Lucio Battisti est mort il y a presque 20 ans mais il y a fort à parier qu'il est encore bien vivant dans le cœur du peuple italien tant son décès précoce pris alors des airs de deuil national.

Il faut dire que Lucio la « vedetta », en 25 ans de carrière et 22 albums, a hissé sans la dénaturer, l’idiomatique « chanson romantique italienne » au même rang que les meilleurs pop-songs anglo-saxonnes et est devenu par là même une idole tout autant populaire qu’une icône pour mélomanes avertis. C’est d’ailleurs par l’intermédiaire de superbes reprises et de quelques hérauts d’un rock pointu et référencé (Fabio Viscogliosi, The Married Monk) que s’est propagé le talent de Battisti de ce côté des Alpes.
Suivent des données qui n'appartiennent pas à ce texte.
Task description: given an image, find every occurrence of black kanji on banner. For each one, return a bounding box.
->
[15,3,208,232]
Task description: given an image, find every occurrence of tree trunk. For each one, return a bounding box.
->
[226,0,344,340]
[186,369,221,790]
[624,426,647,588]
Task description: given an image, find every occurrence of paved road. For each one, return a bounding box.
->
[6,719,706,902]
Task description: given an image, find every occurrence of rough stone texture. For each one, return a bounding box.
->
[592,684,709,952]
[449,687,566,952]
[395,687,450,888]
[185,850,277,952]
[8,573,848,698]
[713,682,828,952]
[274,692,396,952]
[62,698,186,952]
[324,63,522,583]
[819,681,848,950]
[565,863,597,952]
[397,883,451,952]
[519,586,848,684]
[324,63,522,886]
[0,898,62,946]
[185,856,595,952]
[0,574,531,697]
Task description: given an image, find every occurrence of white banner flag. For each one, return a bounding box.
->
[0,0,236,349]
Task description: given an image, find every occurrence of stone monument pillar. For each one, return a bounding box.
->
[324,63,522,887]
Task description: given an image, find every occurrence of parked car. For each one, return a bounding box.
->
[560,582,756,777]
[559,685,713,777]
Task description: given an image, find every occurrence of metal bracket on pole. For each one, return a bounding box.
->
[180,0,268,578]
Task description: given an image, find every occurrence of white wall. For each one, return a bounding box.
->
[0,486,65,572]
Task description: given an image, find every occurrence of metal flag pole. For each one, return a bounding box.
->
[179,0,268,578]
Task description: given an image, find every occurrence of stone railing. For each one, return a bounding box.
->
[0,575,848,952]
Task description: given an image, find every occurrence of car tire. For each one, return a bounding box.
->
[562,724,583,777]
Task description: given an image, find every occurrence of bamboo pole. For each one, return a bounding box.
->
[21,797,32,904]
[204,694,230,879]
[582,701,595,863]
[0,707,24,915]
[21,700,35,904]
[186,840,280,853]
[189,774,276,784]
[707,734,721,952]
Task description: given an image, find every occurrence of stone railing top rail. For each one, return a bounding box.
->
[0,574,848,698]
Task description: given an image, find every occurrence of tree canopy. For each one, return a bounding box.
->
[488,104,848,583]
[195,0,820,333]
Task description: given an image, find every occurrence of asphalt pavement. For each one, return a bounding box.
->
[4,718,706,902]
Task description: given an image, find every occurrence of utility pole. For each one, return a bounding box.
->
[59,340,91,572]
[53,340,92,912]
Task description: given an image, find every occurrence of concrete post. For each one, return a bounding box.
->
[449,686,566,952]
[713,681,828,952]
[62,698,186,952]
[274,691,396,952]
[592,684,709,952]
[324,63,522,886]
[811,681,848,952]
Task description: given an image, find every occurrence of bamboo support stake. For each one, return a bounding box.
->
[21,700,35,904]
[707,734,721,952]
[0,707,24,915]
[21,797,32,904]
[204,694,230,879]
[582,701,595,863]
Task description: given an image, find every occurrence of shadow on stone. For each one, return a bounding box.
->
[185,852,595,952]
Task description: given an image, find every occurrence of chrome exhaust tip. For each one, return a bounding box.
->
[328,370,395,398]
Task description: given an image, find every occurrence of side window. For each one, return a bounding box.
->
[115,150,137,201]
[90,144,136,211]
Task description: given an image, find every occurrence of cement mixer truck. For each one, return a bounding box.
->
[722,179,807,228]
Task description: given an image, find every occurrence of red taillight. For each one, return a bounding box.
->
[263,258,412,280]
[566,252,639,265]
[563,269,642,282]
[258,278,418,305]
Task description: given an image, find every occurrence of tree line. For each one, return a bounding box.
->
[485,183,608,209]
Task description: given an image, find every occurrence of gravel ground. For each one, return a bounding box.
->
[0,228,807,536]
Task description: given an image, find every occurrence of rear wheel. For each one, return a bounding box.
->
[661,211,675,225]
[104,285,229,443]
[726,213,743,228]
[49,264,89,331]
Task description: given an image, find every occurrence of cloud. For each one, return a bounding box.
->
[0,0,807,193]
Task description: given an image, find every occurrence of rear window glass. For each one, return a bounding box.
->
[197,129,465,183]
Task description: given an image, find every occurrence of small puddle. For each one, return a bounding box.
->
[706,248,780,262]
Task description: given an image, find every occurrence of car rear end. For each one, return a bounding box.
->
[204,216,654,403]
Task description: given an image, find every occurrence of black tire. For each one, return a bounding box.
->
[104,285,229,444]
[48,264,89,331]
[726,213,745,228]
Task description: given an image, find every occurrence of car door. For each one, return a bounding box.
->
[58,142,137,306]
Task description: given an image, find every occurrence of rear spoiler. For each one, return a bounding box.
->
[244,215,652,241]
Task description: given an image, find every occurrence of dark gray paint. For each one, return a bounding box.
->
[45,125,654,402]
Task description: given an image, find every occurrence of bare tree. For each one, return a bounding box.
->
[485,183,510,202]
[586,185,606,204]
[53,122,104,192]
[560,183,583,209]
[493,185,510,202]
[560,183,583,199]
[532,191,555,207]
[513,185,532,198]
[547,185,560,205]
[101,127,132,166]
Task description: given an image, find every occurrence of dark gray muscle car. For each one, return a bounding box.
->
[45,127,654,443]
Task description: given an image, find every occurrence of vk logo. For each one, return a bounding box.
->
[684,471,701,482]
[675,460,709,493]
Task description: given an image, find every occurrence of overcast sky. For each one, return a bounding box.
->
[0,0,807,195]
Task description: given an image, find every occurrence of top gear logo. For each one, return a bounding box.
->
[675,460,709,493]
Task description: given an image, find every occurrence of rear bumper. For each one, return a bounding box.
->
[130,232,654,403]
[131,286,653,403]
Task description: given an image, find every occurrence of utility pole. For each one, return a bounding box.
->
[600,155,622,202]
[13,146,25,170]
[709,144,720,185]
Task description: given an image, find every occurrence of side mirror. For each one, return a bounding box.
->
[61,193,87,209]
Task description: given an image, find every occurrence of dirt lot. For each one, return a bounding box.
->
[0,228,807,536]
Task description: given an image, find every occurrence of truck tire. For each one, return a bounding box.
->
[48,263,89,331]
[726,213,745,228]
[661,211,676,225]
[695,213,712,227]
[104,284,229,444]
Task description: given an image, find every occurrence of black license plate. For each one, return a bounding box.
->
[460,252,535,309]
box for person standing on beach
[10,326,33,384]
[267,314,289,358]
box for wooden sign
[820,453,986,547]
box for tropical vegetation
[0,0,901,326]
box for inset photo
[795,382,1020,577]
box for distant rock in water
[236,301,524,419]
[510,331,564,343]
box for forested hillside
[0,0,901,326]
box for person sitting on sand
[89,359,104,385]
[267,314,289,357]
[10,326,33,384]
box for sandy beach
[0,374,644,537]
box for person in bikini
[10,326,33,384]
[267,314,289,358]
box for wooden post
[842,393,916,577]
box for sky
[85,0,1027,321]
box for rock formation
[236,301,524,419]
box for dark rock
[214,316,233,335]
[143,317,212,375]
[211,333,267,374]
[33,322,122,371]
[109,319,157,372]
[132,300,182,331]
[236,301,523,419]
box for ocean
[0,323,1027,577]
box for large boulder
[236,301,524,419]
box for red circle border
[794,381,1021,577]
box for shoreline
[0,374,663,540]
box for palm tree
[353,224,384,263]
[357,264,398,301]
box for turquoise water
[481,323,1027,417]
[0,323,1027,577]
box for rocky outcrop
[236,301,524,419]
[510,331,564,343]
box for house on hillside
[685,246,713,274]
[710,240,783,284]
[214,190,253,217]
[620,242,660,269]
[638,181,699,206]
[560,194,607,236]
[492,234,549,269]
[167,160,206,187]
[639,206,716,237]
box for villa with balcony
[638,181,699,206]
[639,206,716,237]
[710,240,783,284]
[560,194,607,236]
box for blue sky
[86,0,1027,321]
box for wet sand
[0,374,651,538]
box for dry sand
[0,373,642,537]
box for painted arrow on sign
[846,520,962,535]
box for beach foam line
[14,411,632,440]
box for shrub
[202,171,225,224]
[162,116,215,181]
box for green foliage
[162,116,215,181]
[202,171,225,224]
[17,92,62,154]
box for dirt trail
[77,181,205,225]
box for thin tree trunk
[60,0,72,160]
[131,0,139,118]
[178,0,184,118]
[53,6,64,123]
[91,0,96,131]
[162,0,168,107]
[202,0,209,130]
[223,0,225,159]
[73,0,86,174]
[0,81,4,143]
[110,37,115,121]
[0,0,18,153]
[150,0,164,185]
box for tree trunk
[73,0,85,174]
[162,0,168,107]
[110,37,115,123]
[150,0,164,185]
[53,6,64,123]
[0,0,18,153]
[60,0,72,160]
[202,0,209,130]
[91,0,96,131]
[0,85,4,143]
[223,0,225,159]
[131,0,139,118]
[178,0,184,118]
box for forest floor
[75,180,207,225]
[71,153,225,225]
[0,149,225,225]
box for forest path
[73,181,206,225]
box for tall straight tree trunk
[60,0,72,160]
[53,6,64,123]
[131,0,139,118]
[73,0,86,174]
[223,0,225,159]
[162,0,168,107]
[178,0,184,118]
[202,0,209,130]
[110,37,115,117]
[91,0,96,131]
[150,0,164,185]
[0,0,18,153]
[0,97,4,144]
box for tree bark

Atteint d’une timidité quasi maladive et/ou peu enclin à goûter aux plaisirs du star system, Battisti décide après avoir rapidement connu le succès avec son deuxième album « Emozioni » (1970) de se retirer de la scène publique préférant s’enfermer en studio et ainsi livrer dès 1973 quelques chefs d’œuvres dont ce splendide « Il caro nostro angelo ».

Dès « La collina dei ciliegi », on comprend à quel genre d’auteur nous avons affaire.
Certes, la voix italienne (cqfd : gorgée d’émotion) est la première à se faire entendre mais elle se retient pour laisser la place à un art de la composition parfaitement maîtrisé ou les différents éléments sonores (chœurs, nappes synthétiques, guitare folk et harmonica) sont disséminés le long de ce morceau inaugural qui se veut d’un psychédélisme feutré mais d’envergure.

 

Lucio Battisti sait contenir dans ses morceaux l’air du temps. « Ma è un canto brasileiro » est ainsi un condensé de l’année 73 marqué de riffs et de claviers glam mais aussi de touches prog aventureuses. Clin d’œil discrètement esquissé à Bowie et au concitoyen Fabio Battiato.

A l’image de la pochette de l’album, une bande de troubadours post-beatniks qui semble nous défier de poursuivre le retour aux sources, Battisti convoque les musiques traditionnelles tout autant que les arrangements chatoyants pour nous conduire vers des territoires qu’on voudrait croire encore vierges.

La complexité de l’écriture musicale (une tension constante entre ballades folk et fulgurances baroques) de Battisti s’étend aussi au personnage. Refusant de jouer le rôle d’idole nationale, il chante les textes à double lecture de Mogol (connu pour ses points de vue politique très droitistes) et laisse la place au doute et à la poésie introspective de son parolier qui lui permet d’exprimer la palette de ses riches « emozioni ».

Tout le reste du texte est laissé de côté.